Similarly, in 2006, prime minister Ehud Olmert,
in the midst of the war in Lebanon, announced his intention to evacuate more
settlements. Seemingly irrelevant, it dramatically illustrates his obsession
with further unilateral withdrawals from and destruction of Jewish communities
in Judea and Samaria.
Had the Israeli government prepared for war with
Iran, Hezbollah and Hamas instead of attacking tiny hilltop communities, the
outcome of the Second Lebanon War would have been different. Instead, the
Iranian threat was lost on Israel’s radar.
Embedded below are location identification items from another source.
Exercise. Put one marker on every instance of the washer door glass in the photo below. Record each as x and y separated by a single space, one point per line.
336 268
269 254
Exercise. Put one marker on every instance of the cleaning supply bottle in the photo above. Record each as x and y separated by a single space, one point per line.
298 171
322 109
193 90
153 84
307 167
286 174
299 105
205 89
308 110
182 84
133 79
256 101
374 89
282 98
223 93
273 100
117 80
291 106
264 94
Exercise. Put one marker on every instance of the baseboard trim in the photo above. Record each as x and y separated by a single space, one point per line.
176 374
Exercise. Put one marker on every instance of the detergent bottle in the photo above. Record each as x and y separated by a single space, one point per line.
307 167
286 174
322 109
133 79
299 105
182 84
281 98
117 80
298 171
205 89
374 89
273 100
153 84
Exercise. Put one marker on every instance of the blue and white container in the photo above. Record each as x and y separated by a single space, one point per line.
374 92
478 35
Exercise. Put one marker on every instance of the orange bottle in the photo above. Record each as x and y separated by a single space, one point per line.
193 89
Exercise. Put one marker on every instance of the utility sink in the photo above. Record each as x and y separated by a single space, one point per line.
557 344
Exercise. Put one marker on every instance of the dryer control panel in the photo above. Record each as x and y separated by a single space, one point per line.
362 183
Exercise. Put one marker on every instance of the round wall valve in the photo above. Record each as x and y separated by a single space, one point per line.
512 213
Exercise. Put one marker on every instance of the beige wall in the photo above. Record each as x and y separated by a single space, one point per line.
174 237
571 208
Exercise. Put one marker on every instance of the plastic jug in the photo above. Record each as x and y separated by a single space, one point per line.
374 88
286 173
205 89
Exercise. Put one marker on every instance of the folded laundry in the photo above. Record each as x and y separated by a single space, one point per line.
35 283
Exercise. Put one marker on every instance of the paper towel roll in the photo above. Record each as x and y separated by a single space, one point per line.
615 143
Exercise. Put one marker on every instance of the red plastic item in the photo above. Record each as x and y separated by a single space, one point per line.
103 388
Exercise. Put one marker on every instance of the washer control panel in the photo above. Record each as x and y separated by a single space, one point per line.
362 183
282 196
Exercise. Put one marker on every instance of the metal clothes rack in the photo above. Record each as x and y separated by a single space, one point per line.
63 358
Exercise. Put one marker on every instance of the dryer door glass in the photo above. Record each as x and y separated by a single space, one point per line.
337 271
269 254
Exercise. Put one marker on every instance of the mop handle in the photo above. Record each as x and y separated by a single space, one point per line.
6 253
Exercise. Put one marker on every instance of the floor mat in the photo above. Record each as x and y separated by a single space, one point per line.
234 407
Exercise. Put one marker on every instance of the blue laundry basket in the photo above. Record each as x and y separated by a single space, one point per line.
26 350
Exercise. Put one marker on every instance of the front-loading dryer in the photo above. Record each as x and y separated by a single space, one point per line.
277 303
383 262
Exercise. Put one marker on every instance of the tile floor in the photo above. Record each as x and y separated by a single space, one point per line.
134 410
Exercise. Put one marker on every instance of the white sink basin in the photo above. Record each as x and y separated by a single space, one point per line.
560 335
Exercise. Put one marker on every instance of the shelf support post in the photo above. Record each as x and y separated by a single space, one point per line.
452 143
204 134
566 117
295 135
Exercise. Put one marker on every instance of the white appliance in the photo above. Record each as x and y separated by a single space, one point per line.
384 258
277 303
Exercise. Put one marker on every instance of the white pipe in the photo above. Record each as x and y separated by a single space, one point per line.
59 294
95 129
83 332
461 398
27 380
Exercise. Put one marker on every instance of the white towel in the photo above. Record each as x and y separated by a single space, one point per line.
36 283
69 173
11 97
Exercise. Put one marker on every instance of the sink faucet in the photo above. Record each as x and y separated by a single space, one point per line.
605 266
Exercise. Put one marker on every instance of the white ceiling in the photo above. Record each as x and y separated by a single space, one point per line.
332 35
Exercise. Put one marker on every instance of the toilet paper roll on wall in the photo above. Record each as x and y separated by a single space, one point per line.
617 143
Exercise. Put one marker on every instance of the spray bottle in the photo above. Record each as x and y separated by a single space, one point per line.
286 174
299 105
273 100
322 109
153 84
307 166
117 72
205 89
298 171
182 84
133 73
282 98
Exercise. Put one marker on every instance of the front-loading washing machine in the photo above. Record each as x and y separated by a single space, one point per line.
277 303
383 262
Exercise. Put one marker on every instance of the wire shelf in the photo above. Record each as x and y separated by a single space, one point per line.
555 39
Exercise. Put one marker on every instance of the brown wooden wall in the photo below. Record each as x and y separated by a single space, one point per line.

A year later (2007) Haaretz
reported that foreign minister Tzipi Livni believed “Iranian nuclear arms pose
little threat to Israel.” Once again, the focus was to destroy settlements, not
Iran and its proxies.
The war in Lebanon was not a military defeat. It
was a political defeat which allowed Hezbollah to control south Lebanon and
dominate the government, while Hamas consolidated its rule in Gaza. Because
Olmert’s primary agenda was political, not military, instead of defeating
Hezbollah, he legitimized them. He failed to respond effectively to Hamas terror
attacks until, in an effort to gain position in the coming election, he
authorized the Cast Lead operation into Gaza.
When Binyamin Netanyahu
became prime minister in 2009 and appointed Uzi Arad to head the National
Security Council, Israel’s Iran policy became a priority. By then, however, Iran
had multiple nuclear centers, a well-developed program, and the new Obama
administration was more concerned about Israeli plans to build apartments in
east Jerusalem and stopping all settlement activity.
Although its Iranian
policy is more realistic, however, the Israeli government seems again caught on
the hook of the settlement issue.
Defense Minister Ehud Barak, with Prime
Minister Netanyahu’s approval, is intent on carrying out his private political
agenda to destroy settlements despite widespread opposition from government
ministers and Knesset.
Instead of developing a coherent national policy
his call for unilateral withdrawal, like those implemented by Sharon and planned
by Olmert, distracts from more serious issues – e.g. a compromised judicial
system, crime and corruption, social and economic inequality, monopolies and
cartels, and the infiltration of hundreds of thousands of illegal
Africans.
The failure to bomb Iran under Sharon and Olmert-led
administrations, entangled in the “two-state” delusion and an obsession with
Jews living in Yesha, fits a pattern.
Although Netanyahu and others have
spoken eloquently about the Iranian threat, the international community is
unwilling to act decisively and it is unlikely that Israel will act
unilaterally. As Israel faces increasing demonization and threats to its
legitimacy and its very existence, it also confronts a domestic crisis – and an
ideological one as well.
The issue is the sovereignty of the Jewish
People in the Land of Israel. We dare not lose that focus.